中文文本分类特征提取方法的研究与实现(4)

2020-12-24 16:57

中文文本分类特征提取方法的研究与实现

ABSTRACT

With the development of society, especially the rapid development of network technology, various types of information get an exponential growth. Text classification can manage huge and heterogeneous data effectively. Information retrieval and filtering, which based on text classification, helps people get the required information in the huge data and helps people work more effectively. Text classification techniques have become popular and significant research topic.

This thesis does the detailed study and analysis on key techniques of text classification firstly, then focuses on the study of feature selection and proposes a new feature selection method. Finally, we design and realize the TC system by new method.

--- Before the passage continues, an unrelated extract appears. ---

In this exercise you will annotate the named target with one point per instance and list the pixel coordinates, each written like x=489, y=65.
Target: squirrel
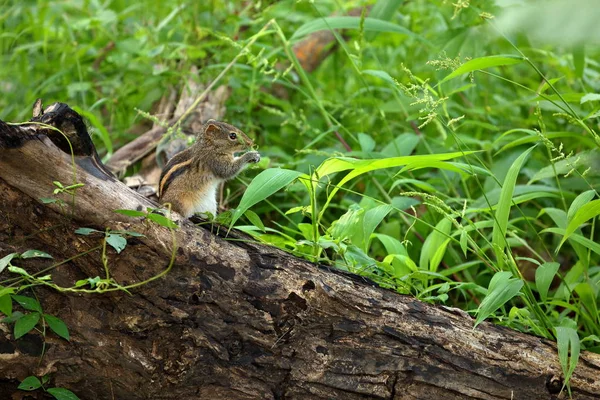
x=190, y=179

① Do analysis on the process and key techniques of TC, and do study on text feature selection methods. We find that negative feature and poor correlation feature effect the quality of selected feature by comparing several common methods which based filter model. Feature selection, this paper proposes a new approach of feature selection for TC, which is based on the strong class correlation and positive class correlation, named SP. SP can eliminate the effect of negative feature and poor correlation feature effectively by selecting positive and strong features, and then get high quality features.

② SP has been applied in designing and realizing the Chinese text classification system (CTCS), we do the overall design of CTCS and detailed design of modules of CTCS. This paper study on Chinese grammar analysis tool package ICTCLAS and Full-text search package Lucene, and then combines ICTCLAS and Lucene to be a solution of realizing CTCS, finally realize the CTCS.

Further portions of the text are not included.